Likewise there is no true expected utility to estimate. It is a measure of an epistemic state, not a feature of the external world.
I am saying that I would like this epistemic state to be grounded in empirical reality via good models of the world. This goes beyond subjective expected utility theory. As does what you have said about robustness and being well or poorly supported by evidence.
Yes, whether you are Bayesian or not, it means that the estimate is robust to unknown information.
No, subjective expected utility theory is perfectly capable of encompassing whether your beliefs are grounded in good models. I don't see why you would think otherwise.
No, everything that has been written on the optimizer's curse is perfectly compatible with subjective expected utility theory.
I’m having difficulty understanding what it means for a subjective probability to be robust to unknown information. Could you clarify?
Could you give an example where two Bayesians have the same subjective probabilities, but SEUT tells us that one subjective probability is better than the other due to better robustness / resulting from a better model / etc.?
It means that your credence will change little (or a lot) depending on information which you don't have.
For instance, if I know nothing about Pepsi then I may have a 50% credence that their stock is going to beat the market next month. However, if I talk to a company insider who tells me why their company is better than the market thinks, I may update to 55% credence.
On the other hand, suppose I don't talk to that guy, but I did spend the last week talking to lots of people in the company and analyzing a lot of hidden information about them which is not available to the market. And I have found that there is no overall reason to expect them to beat the market or not - the info is good just as much as it is bad. So I again have a 50% credence. However, if I talk to that one guy who tells me why the company is great, I won't update to 55% credence, I'll update to 51% or not at all.
Both people here are being perfect Bayesians.
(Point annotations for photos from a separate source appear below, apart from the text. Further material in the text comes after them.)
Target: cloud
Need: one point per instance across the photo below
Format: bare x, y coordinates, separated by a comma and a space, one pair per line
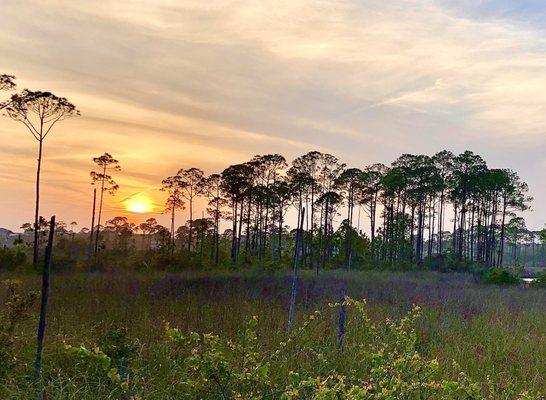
167, 84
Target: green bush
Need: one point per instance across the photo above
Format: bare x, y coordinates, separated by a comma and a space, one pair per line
14, 310
502, 276
11, 258
539, 282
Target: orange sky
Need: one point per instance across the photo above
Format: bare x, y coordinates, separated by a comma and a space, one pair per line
164, 85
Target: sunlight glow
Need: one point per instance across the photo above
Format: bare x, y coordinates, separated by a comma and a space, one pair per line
138, 204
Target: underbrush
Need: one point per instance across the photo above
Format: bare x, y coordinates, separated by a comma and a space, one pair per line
360, 360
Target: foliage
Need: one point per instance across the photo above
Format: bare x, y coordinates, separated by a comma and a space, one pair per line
15, 309
540, 281
11, 258
502, 276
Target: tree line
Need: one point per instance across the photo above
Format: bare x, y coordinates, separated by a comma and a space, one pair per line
419, 209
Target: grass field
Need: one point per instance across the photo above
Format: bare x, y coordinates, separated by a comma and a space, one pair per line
487, 330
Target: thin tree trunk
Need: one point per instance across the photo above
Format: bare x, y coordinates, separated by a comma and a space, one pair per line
36, 248
43, 303
297, 256
90, 247
100, 211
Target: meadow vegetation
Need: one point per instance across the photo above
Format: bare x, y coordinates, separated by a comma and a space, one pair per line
223, 335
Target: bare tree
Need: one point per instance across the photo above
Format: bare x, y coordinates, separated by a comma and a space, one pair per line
172, 185
191, 184
107, 184
6, 83
39, 112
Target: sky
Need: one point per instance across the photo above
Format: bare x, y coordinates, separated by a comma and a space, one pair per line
164, 85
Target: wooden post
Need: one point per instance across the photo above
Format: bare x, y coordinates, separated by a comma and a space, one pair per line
341, 323
297, 253
90, 248
43, 305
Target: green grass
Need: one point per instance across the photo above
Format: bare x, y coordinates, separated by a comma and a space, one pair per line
489, 331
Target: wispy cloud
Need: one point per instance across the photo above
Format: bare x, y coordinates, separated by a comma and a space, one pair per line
168, 84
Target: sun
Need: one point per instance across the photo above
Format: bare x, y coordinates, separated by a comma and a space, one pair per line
139, 204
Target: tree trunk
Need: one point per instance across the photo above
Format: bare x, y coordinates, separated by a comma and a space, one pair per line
90, 247
36, 248
100, 212
43, 303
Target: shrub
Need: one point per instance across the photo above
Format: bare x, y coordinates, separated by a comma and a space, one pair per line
539, 282
14, 311
502, 276
11, 258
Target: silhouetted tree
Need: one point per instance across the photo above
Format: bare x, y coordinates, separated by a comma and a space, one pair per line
191, 185
7, 82
173, 186
105, 163
39, 112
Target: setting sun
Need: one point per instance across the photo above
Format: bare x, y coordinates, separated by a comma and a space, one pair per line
138, 204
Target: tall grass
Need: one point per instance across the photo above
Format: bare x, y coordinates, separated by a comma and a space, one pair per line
492, 331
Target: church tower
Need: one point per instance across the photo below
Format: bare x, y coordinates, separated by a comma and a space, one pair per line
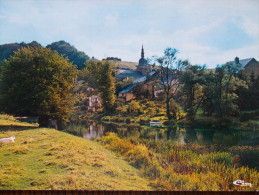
143, 67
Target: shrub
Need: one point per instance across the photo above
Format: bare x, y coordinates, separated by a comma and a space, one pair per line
134, 107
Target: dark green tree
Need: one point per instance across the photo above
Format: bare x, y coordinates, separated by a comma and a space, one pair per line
37, 82
170, 71
107, 87
98, 75
192, 80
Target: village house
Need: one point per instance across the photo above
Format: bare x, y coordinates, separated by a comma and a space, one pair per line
249, 65
94, 103
127, 94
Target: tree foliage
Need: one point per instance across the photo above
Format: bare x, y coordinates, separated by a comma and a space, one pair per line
98, 75
76, 57
170, 70
37, 82
7, 50
192, 80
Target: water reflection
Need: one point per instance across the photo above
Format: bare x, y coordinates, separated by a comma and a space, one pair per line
92, 130
216, 139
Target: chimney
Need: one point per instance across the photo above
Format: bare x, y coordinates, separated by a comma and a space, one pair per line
237, 60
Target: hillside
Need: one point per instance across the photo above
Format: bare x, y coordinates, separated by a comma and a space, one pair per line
7, 50
77, 57
124, 64
44, 158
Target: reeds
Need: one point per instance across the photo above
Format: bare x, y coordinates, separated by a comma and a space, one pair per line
172, 167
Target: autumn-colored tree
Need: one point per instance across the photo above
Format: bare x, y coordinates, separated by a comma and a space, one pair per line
37, 82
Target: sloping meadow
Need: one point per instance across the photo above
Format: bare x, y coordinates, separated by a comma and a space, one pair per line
173, 167
44, 158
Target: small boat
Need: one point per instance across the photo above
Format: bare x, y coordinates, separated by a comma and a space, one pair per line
152, 123
242, 183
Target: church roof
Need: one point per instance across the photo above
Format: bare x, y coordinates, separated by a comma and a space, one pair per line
142, 60
127, 89
129, 73
243, 62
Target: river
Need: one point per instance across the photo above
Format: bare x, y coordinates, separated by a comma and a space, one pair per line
244, 143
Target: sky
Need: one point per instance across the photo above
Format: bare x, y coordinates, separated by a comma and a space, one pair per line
207, 32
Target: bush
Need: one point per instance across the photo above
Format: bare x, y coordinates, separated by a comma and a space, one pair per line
247, 115
134, 107
127, 120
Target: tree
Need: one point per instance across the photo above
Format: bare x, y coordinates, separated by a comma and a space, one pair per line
221, 93
37, 82
170, 71
98, 75
192, 79
107, 87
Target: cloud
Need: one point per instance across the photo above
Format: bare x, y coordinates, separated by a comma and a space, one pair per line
111, 19
249, 26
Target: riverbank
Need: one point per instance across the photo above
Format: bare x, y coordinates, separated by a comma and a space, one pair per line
183, 167
43, 158
157, 113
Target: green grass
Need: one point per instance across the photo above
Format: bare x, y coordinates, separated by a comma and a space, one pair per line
7, 120
44, 158
175, 167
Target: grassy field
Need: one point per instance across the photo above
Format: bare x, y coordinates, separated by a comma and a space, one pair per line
44, 158
10, 121
190, 167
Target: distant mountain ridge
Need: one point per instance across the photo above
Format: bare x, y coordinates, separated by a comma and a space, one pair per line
76, 57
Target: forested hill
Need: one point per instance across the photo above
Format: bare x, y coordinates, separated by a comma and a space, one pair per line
77, 57
7, 50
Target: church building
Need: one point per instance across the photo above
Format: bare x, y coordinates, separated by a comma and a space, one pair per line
143, 66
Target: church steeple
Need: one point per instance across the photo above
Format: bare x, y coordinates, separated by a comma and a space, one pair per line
142, 52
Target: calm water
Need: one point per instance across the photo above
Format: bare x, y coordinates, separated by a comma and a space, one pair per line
217, 139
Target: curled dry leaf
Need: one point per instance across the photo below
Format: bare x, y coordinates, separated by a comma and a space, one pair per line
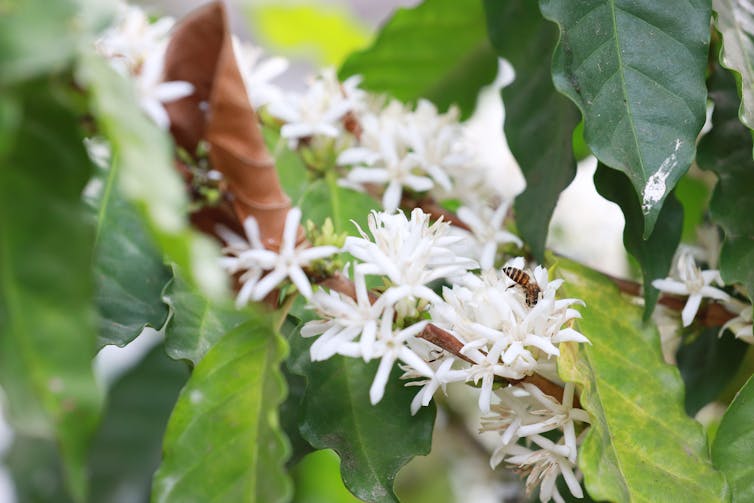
219, 112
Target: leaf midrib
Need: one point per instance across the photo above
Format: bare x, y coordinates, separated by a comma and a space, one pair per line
622, 76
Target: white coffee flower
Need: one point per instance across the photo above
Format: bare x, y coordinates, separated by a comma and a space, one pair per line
238, 261
544, 466
692, 282
555, 415
383, 158
320, 111
258, 73
286, 263
486, 230
343, 321
411, 253
132, 38
152, 92
391, 346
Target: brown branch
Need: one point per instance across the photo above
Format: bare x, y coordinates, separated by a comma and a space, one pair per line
447, 342
434, 210
712, 314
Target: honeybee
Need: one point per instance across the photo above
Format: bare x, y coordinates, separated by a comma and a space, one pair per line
531, 288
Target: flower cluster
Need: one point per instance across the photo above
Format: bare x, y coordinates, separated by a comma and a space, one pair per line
261, 270
692, 282
499, 336
136, 47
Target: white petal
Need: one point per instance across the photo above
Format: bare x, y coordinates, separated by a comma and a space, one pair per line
292, 220
690, 309
671, 286
391, 198
298, 277
377, 390
268, 283
412, 359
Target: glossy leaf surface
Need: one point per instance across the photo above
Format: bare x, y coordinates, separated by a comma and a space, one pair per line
727, 150
636, 70
128, 446
655, 254
736, 26
129, 271
707, 364
47, 322
197, 322
539, 121
147, 178
437, 50
734, 444
641, 445
223, 441
373, 441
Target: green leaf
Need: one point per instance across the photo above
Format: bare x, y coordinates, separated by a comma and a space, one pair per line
317, 479
734, 444
636, 71
197, 322
655, 255
147, 179
324, 32
223, 441
291, 411
694, 194
324, 198
641, 445
727, 150
373, 441
47, 322
734, 22
36, 469
437, 50
707, 364
128, 446
539, 121
36, 37
129, 271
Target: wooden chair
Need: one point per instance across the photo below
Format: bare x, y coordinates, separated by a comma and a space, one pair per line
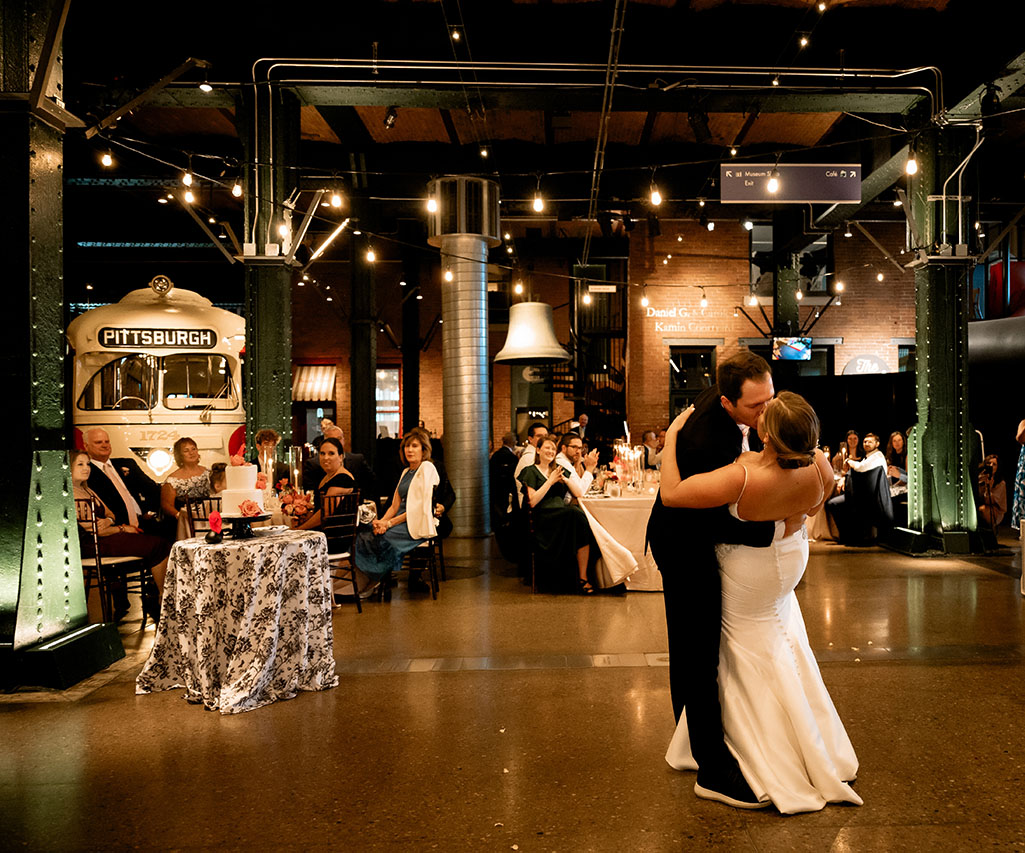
199, 510
338, 520
97, 566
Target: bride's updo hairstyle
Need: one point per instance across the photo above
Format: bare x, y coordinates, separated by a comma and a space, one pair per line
790, 423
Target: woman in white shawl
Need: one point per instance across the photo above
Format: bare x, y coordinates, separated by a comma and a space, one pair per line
410, 517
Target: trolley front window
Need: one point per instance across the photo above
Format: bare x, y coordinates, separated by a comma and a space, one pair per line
126, 383
195, 381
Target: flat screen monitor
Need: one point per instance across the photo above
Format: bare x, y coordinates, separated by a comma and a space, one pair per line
791, 349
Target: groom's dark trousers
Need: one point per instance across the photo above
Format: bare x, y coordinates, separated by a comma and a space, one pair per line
683, 542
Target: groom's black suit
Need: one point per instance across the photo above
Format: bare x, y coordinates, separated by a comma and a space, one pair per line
683, 542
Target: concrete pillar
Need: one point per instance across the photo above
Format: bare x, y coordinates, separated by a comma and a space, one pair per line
464, 226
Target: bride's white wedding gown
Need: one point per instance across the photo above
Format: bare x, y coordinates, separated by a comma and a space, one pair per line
777, 715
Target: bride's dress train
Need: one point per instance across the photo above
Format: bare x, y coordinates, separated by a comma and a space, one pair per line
779, 720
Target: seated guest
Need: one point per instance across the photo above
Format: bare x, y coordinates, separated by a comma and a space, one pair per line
353, 462
119, 539
410, 518
189, 480
652, 455
267, 450
992, 492
848, 450
561, 530
335, 480
873, 456
582, 468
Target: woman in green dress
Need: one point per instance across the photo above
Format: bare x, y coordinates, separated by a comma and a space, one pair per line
560, 528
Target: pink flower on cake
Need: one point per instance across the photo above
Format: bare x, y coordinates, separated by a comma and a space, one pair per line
249, 509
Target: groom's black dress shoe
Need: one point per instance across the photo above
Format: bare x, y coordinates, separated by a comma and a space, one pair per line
728, 787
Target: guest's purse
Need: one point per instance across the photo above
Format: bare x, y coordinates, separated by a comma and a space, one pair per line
367, 513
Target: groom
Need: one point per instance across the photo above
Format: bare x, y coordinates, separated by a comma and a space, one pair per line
683, 542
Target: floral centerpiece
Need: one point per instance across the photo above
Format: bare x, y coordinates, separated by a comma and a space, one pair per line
295, 504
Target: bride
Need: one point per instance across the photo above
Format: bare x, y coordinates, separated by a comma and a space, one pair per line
777, 715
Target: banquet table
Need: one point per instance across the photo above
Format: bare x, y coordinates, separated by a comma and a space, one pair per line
244, 622
618, 525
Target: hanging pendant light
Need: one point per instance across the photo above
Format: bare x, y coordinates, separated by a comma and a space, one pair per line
531, 336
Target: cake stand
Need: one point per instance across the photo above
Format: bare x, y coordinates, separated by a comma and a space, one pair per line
242, 525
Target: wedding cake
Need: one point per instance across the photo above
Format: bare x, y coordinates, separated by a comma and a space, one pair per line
241, 486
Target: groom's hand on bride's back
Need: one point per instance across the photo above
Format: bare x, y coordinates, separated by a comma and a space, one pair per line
794, 523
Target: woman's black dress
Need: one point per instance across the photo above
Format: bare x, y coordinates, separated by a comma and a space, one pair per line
560, 528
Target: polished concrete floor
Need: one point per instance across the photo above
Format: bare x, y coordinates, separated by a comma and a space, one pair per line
496, 720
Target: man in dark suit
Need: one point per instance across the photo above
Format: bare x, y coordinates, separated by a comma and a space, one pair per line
122, 485
683, 542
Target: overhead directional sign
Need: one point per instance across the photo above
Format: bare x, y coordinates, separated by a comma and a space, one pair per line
825, 183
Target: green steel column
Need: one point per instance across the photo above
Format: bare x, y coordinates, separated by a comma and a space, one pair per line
940, 500
41, 591
786, 319
269, 125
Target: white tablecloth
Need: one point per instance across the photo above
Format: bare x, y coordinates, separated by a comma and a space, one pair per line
618, 525
244, 623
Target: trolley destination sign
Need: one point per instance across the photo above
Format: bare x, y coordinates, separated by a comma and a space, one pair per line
805, 183
158, 338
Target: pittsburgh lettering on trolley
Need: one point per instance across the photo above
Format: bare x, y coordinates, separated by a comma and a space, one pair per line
159, 338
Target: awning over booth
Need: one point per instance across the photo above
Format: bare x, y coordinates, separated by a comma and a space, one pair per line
313, 382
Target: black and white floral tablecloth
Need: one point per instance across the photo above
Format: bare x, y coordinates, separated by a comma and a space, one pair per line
244, 623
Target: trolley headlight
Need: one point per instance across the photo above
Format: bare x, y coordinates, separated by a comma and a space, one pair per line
159, 461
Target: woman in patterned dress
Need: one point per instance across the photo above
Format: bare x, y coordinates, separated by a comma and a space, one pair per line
1018, 505
189, 480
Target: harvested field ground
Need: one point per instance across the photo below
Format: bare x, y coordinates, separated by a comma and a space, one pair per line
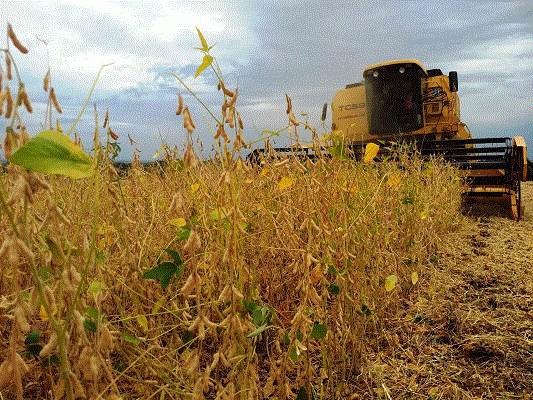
468, 333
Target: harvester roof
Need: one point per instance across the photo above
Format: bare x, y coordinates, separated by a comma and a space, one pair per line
397, 62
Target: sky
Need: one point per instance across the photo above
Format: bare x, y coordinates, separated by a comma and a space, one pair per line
306, 49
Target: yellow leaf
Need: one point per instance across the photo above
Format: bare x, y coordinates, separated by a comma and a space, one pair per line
205, 63
325, 138
349, 188
179, 222
195, 187
390, 282
424, 214
219, 213
316, 275
285, 183
44, 315
393, 180
414, 277
371, 151
143, 322
205, 47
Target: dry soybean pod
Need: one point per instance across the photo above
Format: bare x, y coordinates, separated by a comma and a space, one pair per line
15, 40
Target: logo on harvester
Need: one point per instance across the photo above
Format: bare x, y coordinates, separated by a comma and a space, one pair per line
348, 107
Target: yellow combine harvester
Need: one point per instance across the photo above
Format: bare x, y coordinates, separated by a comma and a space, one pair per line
401, 101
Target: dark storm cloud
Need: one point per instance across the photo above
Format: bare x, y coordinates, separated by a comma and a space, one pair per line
307, 49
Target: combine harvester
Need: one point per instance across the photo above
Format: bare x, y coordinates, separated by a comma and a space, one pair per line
401, 101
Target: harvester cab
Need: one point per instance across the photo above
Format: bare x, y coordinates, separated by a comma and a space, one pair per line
394, 98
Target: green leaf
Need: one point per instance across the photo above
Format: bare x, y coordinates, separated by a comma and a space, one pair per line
257, 331
162, 272
128, 337
32, 343
51, 152
175, 256
319, 331
183, 233
90, 325
205, 47
205, 63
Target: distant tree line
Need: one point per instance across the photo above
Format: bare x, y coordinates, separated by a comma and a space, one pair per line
123, 167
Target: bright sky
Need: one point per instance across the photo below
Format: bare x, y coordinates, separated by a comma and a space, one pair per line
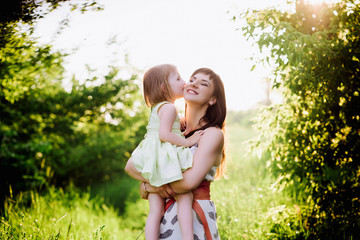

Before talking to the one guy, they both have 50% credence. But the latter person has more reason to be surprised if Pepsi diverges from the mean expectation.
It sounds to me like this scenario is about a difference in the variances of the respective subjective probability distributions over future stock values. The variance of a distribution of credences does not measure how “well or poorly supported by evidence” that distribution is.
My worry about statements of the form “My credences over the total future utility given intervention A are characterized by distribution P” does not have to do with the variance of the distribution P. It has to do with the fact that I do not know whether I should trust the procedures that generated P to track reality.
Well in this case at least, it is apparent that the differences are caused by how well or poorly supported people's beliefs are. It doesn't say anything about variance in general.
Distribution P is your credence. So you are saying "I am worried that my credences don't have to do with my credence." That doesn't make sense. And sure we're uncertain of whether our beliefs are accurate, but I don't see what the problem with that is.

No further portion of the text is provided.